Within India, the only CF indicator evaluated in both the 2005–2006 and the 2015–2016 national surveys was the percent of children aged 6–8 months receiving solid or semi-solid food and breastmilk [19, 20]. The percent of children who received solid or semi-solid food and breastmilk decreased by 10%, despite data that showed the breastfeeding indicators substantially increased during this period (Table 1) [19, 20]. While the reasons for this decrease are not clear, CF programs and policies should be strengthened as part of infant and young child nutrition (IYCN) programs.
Accompanying the nutrition transition, multinational beverage companies and their products are more accessible worldwide [34]. Global data on child beverage consumption is extremely limited, especially among children under 2 years old. Most of the literature is specific to the United States and results from the Feeding Infants and Toddlers Study [35]. From the Feeding Infants and Toddlers Study data, Kay et al. [35] found that breastmilk and formula were the top 2 beverages consumed among children younger than 12 months, and as expected, cow’s milk consumption continued to increase as children aged. Children older than 12 months had an average 100% juice consumption of 8 ounces per day, almost twice the recommended amount [35, 36].
Beverage data are limited within India as well. An analysis of the 2005–2006 Indian National Family Health Survey showed that nearly 10% of children (ages 6–59 months) had not consumed any water in the last 24 h [37]. Of those children, over 50% reported not drinking any beverages, while a quarter reported drinking 2 or more beverages such as tea, coffee, or juice.

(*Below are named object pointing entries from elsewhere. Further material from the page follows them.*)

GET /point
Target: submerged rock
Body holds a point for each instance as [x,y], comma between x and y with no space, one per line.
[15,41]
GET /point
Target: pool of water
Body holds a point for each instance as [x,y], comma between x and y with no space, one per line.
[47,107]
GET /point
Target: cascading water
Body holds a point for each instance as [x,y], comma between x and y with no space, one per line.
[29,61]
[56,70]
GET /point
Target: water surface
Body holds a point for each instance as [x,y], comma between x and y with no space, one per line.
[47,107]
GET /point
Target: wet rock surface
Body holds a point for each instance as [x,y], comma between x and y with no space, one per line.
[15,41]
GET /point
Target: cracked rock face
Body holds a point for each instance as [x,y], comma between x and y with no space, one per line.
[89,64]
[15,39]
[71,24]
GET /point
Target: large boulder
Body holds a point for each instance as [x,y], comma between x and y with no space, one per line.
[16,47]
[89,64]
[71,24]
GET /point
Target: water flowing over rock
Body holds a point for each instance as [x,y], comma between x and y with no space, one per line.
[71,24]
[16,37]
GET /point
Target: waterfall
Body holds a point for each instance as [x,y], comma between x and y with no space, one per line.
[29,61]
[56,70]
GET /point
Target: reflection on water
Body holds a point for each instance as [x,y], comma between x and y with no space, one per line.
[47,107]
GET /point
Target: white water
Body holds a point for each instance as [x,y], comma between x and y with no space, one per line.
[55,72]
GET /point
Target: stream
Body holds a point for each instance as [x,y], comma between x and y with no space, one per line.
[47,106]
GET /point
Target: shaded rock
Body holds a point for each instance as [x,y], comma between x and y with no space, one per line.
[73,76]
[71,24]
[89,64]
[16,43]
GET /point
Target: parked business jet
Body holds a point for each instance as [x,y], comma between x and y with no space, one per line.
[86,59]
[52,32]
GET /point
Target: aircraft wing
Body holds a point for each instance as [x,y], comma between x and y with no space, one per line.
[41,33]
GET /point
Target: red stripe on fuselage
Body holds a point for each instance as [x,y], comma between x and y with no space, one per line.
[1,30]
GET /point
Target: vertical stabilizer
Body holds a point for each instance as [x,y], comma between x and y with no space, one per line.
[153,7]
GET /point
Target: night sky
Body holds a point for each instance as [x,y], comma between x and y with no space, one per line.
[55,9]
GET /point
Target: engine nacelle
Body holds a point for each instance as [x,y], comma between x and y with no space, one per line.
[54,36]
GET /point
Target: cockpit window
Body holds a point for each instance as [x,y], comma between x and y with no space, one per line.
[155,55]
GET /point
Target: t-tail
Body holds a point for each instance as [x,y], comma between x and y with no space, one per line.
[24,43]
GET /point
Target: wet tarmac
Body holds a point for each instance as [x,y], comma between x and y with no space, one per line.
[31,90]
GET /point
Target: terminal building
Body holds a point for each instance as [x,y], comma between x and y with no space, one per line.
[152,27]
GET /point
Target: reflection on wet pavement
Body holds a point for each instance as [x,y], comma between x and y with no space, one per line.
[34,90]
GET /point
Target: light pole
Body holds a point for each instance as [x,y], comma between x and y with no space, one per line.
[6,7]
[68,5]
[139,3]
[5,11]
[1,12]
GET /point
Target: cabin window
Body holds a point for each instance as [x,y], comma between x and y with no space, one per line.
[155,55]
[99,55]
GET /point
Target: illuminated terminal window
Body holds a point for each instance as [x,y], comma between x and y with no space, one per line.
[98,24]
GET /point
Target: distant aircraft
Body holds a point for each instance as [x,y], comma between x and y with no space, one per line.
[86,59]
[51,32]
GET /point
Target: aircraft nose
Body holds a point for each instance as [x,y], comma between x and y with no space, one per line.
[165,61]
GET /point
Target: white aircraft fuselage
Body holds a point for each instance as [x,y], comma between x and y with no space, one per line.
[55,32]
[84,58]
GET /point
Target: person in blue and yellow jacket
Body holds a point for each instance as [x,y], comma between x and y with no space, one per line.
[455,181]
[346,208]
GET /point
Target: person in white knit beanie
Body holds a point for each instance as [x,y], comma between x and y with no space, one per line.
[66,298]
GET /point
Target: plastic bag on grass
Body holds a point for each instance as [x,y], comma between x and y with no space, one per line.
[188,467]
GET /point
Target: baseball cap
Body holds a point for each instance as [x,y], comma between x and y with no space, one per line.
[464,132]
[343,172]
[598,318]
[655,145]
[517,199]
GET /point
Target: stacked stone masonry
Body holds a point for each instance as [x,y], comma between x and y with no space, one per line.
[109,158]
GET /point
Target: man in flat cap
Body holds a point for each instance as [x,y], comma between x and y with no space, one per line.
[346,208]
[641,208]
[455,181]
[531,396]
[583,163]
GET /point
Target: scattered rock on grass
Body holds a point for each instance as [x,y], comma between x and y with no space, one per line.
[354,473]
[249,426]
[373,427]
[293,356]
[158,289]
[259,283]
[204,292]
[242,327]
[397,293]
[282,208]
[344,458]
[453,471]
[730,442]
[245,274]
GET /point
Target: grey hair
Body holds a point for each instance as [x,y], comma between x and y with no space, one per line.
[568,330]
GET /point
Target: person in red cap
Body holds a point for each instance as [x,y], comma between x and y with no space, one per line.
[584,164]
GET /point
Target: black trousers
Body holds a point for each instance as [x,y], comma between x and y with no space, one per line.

Children over 2 years old were more likely to consume non-milk beverages compared to younger children. The authors found in settings where water is scarce, sugar-sweetened beverages, such as juice or soda, are more widely consumed among younger children [37]. More global data on beverage consumption during early childhood are needed to track sugar-sweetened beverage consumption and its impact on growth throughout early childhood.